Remote access to the target system is sometimes limited to RDP protocol only (either Remote Desktop or Terminal Server access).
This is often the case with heavily firewalled systems, such as branch office servers exposed on the Internet with port TCP/3389 opened alone.
Previously gathered credentials might have allowed the pentester to break into such a system.
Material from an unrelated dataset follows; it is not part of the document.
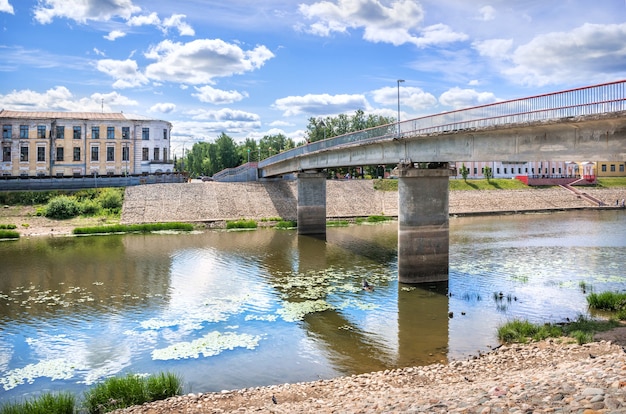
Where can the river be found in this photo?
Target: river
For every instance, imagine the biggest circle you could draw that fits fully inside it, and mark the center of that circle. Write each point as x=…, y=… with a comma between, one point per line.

However, how to get further without being able to access the Internet from the target ?
Locally available utilities (such as the NET command, VBScript-ing and the like) are invaluable in this case. But what about hardcore, process-injecting utilities ?
A pretty well-known trick in this case is the ability to mount through the RDP protocol many client-side resources, such as printers (NOT recommended), clipboard and ... hard drives.
At this point, the novice pentester got his C drive mounted on the remote server, and all his utilities wiped out by server antivirus.
Now it is time to call upon the forgotten lore of MS-DOS, namely the SUBST command which is still available on Windows XP SP3.
After having created a C:\TAZ directory on his laptop, the experienced pentester types at the CMD console prompt:
SUBST D: C:\TAZ
... and is now able to exchange with the remote target through a virtual "D:" drive, without getting owned.
Having compromised the remote network beyond hope, he now types:
SUBST D: /D
... and might have finished the assessment report by 5:00 PM, if he is wise enough NOT to use LaTeX.